Enfin, au centre : le mort - la place que sa vie durant, il a cherché à occuper. Gentiment, ses proches ont sélectionné pour lui la Rolls du cercueil : intérieur satin-molletonné, bois vernis, croix rococo, poignées à ornements. Le cadavre y gît en sureté dans son plus bel habit (du maillot de rugby au smoking mité). Si on ne le traîne pas dans l’allée centrale sur un chariot à roulettes, il aura le privilège tardif d’éprouver les épaules chancelantes de ses meilleurs amis –qui, s’ils ne sont pas tous de la même taille, l’amèneront de travers. Mais qui n’a jamais rêvé d’être épaulé ?
 
           Durant la cérémonie, l’assemblée rivera ses yeux embués sur une photo encadrée, prévue pour arracher enfin les pensées de chacun à la dernière image –jaune et cireuse– qu’ils ont de leur proche en conserve.
 
           La cérémonie achevée, une simili-table est dressée à la sortie de l’église; prévue pour mettre en évidence une espèce de Livre d’Or (le registre des condoléances) où chacun y va de son petit autographe pour signifier à la famille « J’y étais » au cas ou il n’aurait pas suffisamment sangloté publiquement. Ce cahier contraindra les proches endeuillés à répondre une foultitude de petites-cartes-très-cher pour témoigner de leur reconnaissance à avoir pleuré de concert.
 
           Notez : si l’on a pas enterré le mort, encore aura-t-on la réjouissance d’assister à sa crémation. Les progrès de la technologie ayant leurs avantages – autre que de détruire la planète je veux dire –, le cercueil n’est plus propulsé dans les flammes, mais l’on a dorénavant la possibilité de faire coucou à la boîte qui s’évade sur le tapis roulant. Et l’on accepte le verdict du croque-mort : « La crémation a commencé ». Autant dire que l’on acquiesce à l’idée que carbonise, à l’instant même, le corps d’une personne qui a mis toute une vie à préserver son intégrité physique. Mais Dieu merci, de nos jours la crémation ne ressemble plus à un remake de Carmina Burana.

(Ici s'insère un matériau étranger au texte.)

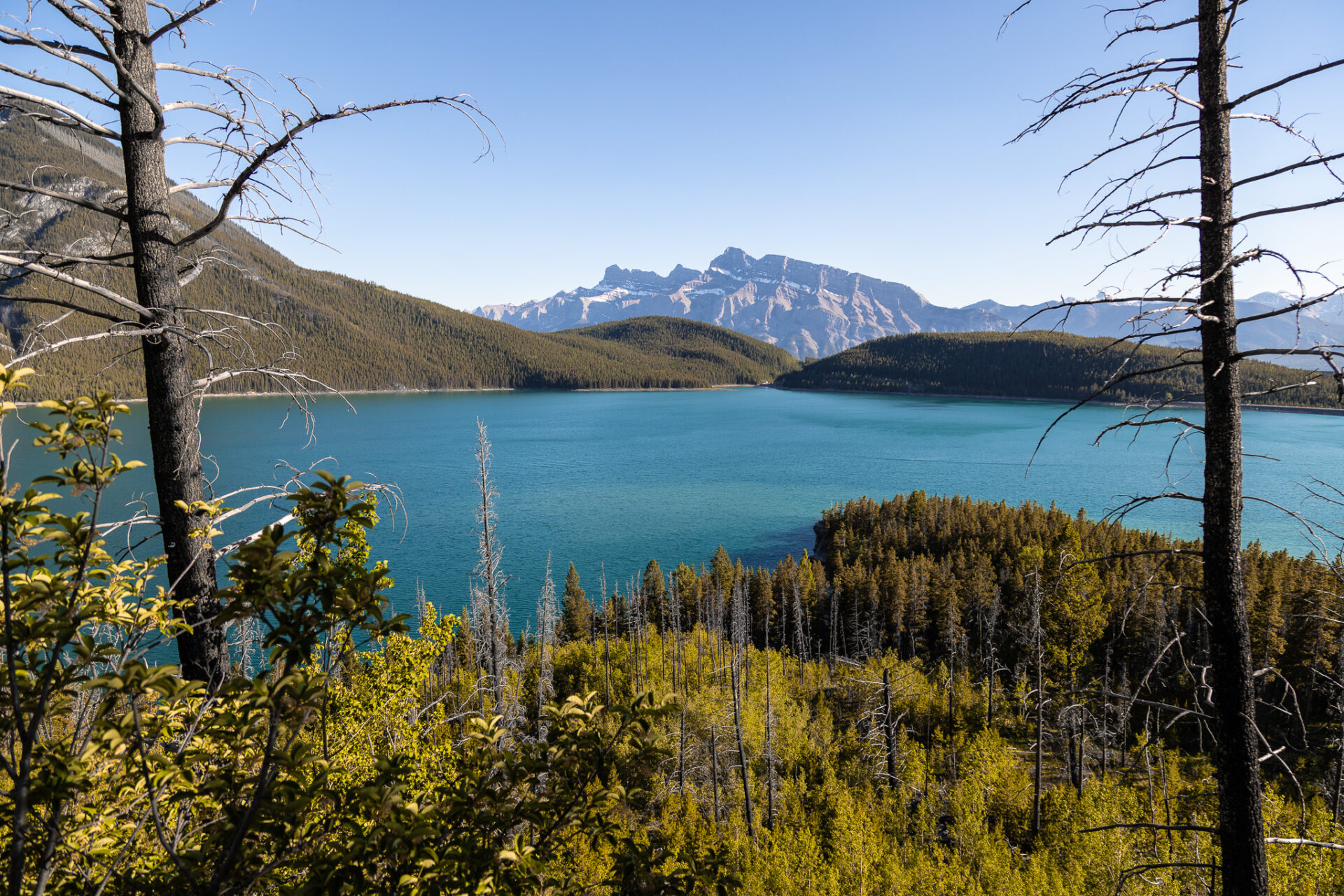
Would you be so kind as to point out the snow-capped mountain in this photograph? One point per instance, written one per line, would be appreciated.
(815, 311)
(809, 309)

           Lorsque les cendres reposeront dans l’urne, et si le mort a omis d’expliciter de claires dispositions quand à sa dernière demeure, les plus proches se disputeront les funestes restes, sans se soucier vraiment de savoir s’ils récupèrent le haut ou le bas, la gauche ou la droite, la tête ou la queue, de leur parent redevenu poussière.
 
           Enfin, si vous avez survécu à un enterrement sans avoir contracté la moindre forme de cynisme, félicitations. Reste à envisager l’idée que les larmes suspendues à nos yeux compatissants ne soient que le fruit d’une auguste complaisance, une forme aigüe d’apitoiement sur notre propre peur de la mort, plutôt qu’une célébration de passage à un autre état. Comme le dit si bien Tonton Sigmund ; inconsciemment, nous refuseront toujours l’idée de notre propre mort. Et pourtant, jour après jour nous éprouvons finalement la seule et unique cause de la mort : la Vie.